For well-scoped projects, typically 200-600% in year one with 3-9 month payback. The biggest variable is whether you measured the right benefits - labor savings, error reduction, cycle-time, capacity unlock - and whether leadership redirected freed time into strategic work. See [AI automation benefits & ROI](/blog/ai-automation-benefits-roi).
Do I need a workflow tool for AI automation?
For multi-step workflows, yes - almost always. A workflow platform (n8n, Make, Power Automate, custom) orchestrates the AI calls, data lookups, system writes, and human-review steps. Pure-AI single-step use cases can call a model API directly, but anything resembling a business process needs orchestration.
Can AI automation replace human work?
It replaces tasks, not roles. Most production AI automations free up 20-60% of the time spent on the automated process. The freed-up time becomes capacity for higher-value work - strategic projects, customer-facing work, root-cause analysis. The leverage comes from redirecting that capacity, not from headcount reduction.

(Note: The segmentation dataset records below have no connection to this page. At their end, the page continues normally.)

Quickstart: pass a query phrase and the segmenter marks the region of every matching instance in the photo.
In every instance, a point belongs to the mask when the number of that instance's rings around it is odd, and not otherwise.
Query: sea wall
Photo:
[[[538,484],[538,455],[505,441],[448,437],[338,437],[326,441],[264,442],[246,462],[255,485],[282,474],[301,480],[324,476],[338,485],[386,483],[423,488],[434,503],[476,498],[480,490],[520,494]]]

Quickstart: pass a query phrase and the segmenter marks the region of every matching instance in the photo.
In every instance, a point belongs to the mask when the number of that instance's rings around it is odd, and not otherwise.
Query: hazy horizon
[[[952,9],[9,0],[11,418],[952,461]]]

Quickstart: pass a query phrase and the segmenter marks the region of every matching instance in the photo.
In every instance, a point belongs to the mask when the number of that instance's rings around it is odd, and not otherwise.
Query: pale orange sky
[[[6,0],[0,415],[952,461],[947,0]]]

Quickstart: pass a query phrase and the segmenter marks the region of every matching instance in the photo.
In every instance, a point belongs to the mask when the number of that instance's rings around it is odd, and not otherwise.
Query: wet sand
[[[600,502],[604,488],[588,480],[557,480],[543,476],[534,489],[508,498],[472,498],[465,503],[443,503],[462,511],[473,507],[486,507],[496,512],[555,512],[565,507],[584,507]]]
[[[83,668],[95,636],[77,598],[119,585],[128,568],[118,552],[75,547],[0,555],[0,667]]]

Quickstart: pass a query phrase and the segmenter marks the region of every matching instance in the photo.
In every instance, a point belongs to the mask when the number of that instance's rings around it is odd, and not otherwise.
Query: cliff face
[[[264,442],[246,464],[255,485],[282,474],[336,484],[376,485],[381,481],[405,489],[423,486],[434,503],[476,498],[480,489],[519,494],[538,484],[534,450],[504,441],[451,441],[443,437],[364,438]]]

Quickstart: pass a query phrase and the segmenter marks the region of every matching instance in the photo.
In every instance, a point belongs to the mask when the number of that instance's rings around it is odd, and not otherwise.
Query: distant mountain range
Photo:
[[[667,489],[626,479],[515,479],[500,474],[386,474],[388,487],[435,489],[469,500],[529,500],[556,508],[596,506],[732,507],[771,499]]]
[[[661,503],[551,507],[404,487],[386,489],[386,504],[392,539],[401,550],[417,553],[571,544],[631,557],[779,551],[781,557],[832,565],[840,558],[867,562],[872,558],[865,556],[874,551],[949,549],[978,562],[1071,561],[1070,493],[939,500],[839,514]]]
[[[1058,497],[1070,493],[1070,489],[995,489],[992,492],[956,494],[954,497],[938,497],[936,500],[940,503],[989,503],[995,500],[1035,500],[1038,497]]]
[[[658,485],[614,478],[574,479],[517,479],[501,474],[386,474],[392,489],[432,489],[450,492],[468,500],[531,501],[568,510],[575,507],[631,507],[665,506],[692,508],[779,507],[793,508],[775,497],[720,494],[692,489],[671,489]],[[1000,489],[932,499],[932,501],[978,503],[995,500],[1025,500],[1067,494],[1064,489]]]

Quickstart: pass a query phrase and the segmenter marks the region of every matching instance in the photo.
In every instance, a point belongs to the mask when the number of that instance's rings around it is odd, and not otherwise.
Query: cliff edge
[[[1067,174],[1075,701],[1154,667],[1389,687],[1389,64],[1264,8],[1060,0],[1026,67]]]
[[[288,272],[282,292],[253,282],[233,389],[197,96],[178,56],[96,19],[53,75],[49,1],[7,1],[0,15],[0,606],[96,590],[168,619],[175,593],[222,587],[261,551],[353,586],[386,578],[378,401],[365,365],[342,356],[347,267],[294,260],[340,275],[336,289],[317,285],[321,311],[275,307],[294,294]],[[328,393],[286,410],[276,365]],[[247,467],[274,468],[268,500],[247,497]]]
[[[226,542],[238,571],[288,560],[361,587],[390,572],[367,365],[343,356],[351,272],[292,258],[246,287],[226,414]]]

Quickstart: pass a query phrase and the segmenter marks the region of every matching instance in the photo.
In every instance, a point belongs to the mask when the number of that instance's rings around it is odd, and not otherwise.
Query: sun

What's the biggest mistake teams make with AI automation?
Picking the wrong first project. Low-volume, fuzzy-scope, zero-error-tolerance, judgment-heavy work doesn't ship - or ships and gets shelved. The first project should be high-volume, pattern-rich, bounded in scope, and forgiving of occasional errors with a human-review fallback.
What industries benefit most from AI automation?
Industries with high-volume unstructured-input work: financial services (document processing, reconciliation), insurance (claims, underwriting), healthcare (records, billing), customer support across all industries, sales operations across all industries, and content/marketing operations. The pattern is the volume and the unstructured-input shape, not the industry name.